There is no denying that cryptocurrencies are becoming more and more well known. Most people these days have heard of at least Bitcoin, which accounts for nearly 40 percent of the total market capital, which shows how far the cryptocurrency market has grown since it began in 2009.
Yet, despite the fact that the market is increasing, it is still rife with negative connotations. Yet, many professionals have been debating that despite this, has it become too big to ban, or disappear?
At the end of February, the total market capital of cryptocurrencies stood at a whopping $485,592,032,675. Yet, despite this huge number, it is still far lower than many other sectors. This has not stopped there being an influx of private investors entering the market, which has resulted in nearly $0.5 trillion USD worth in cash being invested in cryptocurrencies.
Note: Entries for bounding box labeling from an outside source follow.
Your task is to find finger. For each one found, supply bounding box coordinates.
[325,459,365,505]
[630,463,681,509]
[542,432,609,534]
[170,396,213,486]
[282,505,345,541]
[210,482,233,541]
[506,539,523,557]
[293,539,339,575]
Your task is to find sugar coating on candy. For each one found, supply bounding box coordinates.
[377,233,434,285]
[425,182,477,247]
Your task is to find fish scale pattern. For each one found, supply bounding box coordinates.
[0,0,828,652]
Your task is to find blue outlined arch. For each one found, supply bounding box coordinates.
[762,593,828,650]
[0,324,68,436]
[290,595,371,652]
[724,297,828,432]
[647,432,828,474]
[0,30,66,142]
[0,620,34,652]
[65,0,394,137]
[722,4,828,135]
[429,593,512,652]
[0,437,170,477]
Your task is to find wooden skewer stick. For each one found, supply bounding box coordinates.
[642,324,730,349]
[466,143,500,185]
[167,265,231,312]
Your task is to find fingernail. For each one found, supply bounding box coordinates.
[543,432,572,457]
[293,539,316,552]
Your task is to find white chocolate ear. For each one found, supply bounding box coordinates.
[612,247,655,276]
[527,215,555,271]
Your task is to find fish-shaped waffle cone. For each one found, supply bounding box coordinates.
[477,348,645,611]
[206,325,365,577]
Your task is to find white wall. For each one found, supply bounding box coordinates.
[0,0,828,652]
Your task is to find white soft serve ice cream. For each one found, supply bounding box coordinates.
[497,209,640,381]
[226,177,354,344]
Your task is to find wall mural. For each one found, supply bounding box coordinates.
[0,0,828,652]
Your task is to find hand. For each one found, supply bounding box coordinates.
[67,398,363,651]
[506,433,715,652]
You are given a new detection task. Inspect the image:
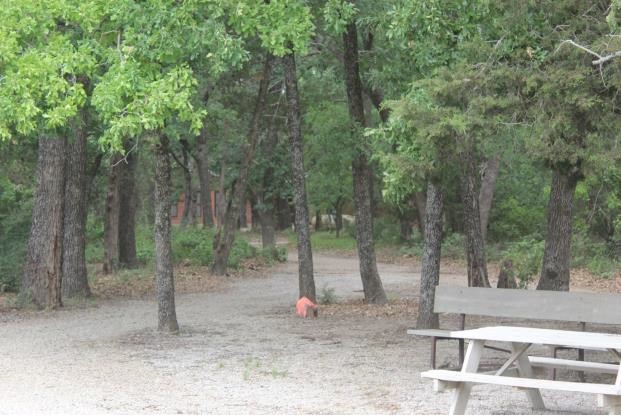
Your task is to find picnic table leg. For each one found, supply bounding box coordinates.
[511,343,546,410]
[449,340,485,415]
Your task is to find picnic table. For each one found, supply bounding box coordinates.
[421,326,621,414]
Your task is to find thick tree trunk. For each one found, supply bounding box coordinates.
[103,161,121,274]
[479,156,500,241]
[283,53,316,302]
[22,137,65,308]
[537,170,578,291]
[458,148,490,287]
[195,131,214,227]
[119,152,138,268]
[62,117,91,298]
[343,22,388,304]
[155,135,179,332]
[211,53,274,275]
[416,180,443,329]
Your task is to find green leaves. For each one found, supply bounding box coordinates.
[227,0,315,56]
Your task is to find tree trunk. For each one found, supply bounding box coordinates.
[398,210,412,242]
[496,260,518,288]
[22,137,65,308]
[62,115,91,298]
[276,195,292,230]
[119,152,138,268]
[458,151,490,287]
[155,135,179,332]
[479,156,500,241]
[414,191,427,236]
[181,141,195,226]
[334,201,343,237]
[537,170,578,291]
[103,159,121,274]
[343,22,388,304]
[283,53,316,302]
[195,131,214,227]
[211,53,274,275]
[416,180,443,329]
[257,123,278,248]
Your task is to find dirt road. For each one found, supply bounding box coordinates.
[0,250,598,414]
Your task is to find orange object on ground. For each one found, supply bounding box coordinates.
[295,297,317,318]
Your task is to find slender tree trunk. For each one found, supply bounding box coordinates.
[276,195,292,230]
[22,137,65,308]
[155,135,179,333]
[537,170,578,291]
[119,152,138,268]
[62,114,91,298]
[258,122,278,248]
[103,156,120,274]
[315,210,323,232]
[416,180,443,329]
[397,210,412,242]
[181,141,195,226]
[343,19,388,304]
[414,191,427,236]
[196,132,214,227]
[479,156,500,241]
[460,151,490,287]
[283,53,316,302]
[211,53,274,275]
[334,201,343,237]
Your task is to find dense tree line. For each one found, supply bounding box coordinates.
[0,0,621,332]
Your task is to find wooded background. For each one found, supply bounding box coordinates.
[0,0,621,331]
The market capitalisation would suggest that despite the increased investment the amount is not too big to fail; however, the main problem that they face is security and regulatory changes, so if they could overcome these, the concept could really take off.
Cryptocurrencies trade on unregulated markets, however, the fact that they are decentralised along with peer-to-peer transactions it makes it very hard for any governments to ban the exchange of cryptocurrencies. Whilst an outright ban is unexpected, it might be more reasonable to expect.
If the market became regulated, cryptocurrencies would be considered as a new asset class, which would then need to run alongside traditional currencies. However, because they work in different ways, this would become difficult, without causing some threat to the traditional sovereignty. In order to prevent this, the market would need to be regulated, and declaration of holdings and taxes would be required, in order to work alongside traditional currencies.